Não é uma proposta de fácil implementação. Em 2024, o dólar respondia por 57,8% das reservas internacionais e o yuan renmimbi por 2,18%. Além disso, os países dos BRICS não comercializam somente no grupo. O que é comum é a importância da China no comércio de alguns deles, mas não o suficiente para todos quererem guardar suas reservas totalmente em moeda chinesa.
No caso do Brasil, o percentual de transações com os outros membros dos BRICS fora a China é muito reduzido (8% das exportações brasileiras e 9,5% das importações, considerando os nove países). E não é por falta de divisas que os países árabes não compram mais produtos do Brasil. Por outro lado, medidas que incrementem e estimulem o comércio, com possíveis facilitações nas trocas comerciais, poderão ser trazido para a agenda.
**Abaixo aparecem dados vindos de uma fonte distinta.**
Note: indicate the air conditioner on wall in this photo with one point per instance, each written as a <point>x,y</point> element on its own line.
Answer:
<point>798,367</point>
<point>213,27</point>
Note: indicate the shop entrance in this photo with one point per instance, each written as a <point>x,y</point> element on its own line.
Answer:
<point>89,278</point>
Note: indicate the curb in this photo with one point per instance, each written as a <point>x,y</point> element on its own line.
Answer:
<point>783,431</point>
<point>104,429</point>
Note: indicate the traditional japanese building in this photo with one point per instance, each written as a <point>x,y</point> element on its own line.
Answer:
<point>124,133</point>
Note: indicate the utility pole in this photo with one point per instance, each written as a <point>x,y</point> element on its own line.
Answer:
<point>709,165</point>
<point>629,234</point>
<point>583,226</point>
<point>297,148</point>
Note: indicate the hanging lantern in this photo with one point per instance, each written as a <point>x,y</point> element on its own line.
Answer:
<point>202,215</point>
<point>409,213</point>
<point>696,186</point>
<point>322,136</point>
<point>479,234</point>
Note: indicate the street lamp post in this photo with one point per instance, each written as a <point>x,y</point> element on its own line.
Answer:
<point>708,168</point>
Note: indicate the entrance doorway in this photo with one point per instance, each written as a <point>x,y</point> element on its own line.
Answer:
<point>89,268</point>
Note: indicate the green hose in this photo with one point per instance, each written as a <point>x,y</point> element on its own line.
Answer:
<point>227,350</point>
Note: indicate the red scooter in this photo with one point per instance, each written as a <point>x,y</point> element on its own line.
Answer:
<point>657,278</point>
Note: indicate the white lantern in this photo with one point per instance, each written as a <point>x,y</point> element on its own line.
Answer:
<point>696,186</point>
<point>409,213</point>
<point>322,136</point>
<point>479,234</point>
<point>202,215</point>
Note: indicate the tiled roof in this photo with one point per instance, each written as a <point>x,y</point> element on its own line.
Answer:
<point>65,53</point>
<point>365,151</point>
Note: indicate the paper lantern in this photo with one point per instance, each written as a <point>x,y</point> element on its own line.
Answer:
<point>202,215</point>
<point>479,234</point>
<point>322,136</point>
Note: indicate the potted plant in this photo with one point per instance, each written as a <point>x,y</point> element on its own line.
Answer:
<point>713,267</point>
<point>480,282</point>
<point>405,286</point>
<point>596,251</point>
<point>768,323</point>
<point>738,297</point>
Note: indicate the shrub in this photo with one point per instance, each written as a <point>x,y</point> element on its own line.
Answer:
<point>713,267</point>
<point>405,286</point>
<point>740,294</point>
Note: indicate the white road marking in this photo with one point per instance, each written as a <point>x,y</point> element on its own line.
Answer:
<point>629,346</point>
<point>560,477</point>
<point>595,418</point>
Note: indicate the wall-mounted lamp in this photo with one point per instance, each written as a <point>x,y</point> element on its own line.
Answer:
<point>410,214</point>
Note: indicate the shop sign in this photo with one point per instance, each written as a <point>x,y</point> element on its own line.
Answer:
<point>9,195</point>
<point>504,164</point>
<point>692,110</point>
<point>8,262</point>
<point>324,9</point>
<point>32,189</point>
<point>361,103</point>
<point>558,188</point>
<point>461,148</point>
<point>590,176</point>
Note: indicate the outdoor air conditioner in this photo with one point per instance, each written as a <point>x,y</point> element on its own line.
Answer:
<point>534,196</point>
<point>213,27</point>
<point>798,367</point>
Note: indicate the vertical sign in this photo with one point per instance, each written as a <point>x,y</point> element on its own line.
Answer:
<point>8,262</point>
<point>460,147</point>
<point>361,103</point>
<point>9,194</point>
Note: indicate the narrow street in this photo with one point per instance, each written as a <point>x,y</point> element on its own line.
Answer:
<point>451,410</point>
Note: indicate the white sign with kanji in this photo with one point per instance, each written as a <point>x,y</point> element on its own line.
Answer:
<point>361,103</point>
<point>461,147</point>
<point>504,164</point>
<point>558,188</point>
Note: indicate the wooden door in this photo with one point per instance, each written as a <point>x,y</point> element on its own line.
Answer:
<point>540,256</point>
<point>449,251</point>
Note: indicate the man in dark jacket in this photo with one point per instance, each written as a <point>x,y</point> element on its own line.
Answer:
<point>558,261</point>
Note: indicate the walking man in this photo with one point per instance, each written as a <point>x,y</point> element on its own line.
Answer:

Além disso, fortalecimento do Banco do BRICS, criação de mecanismos de garantias de créditos, criação de sistema de pagamentos para o grupo, entre outros objetivos, podem ser pensados.
A agenda de prioridades da 17ª Cúpula é extensa: saúde global; comércio, investimento e finanças; Clima; inteligência artificial; e arquitetura multilateral para paz e segurança. Com essa agenda, o Brasil poderá tentar influenciar os rumos das resoluções no sentido de optar sempre pela governança com regras numa possível nova arquitetura multilateral num mundo multipolar. Se antes se criticava a captura pelos Estados Unidos de temas da governança global, uma contribuição dos BRICS é mostrar que o grupo, mesmo que tenha poucos consensos, não reflete os interesses específicos de alguns países-membros. É nesse jogo que o Brasil terá que mostrar o “pragmatismo da sua neutralidade”.
Para finalizar e citando novamente o Ministro Celso Lafer ao invés de uma diplomacia de combate à la Trump, o que é necessário é uma diplomacia de cooperação, em que se identificam “interesses comuns e compartilháveis, administram-se as desigualdades de poder; e se lida construtivamente com a Torre de Babel do mundo, vale dizer, com a sua heterogeneidade ideológica, diversidade cultural e conflito de valores”
Parte desse artigo foi publicado na Revista Conjuntura Econômica, na edição de maio de 2025.
As opiniões expressas neste artigo são de responsabilidade exclusiva da autora, não refletindo necessariamente a opinião institucional da FGV.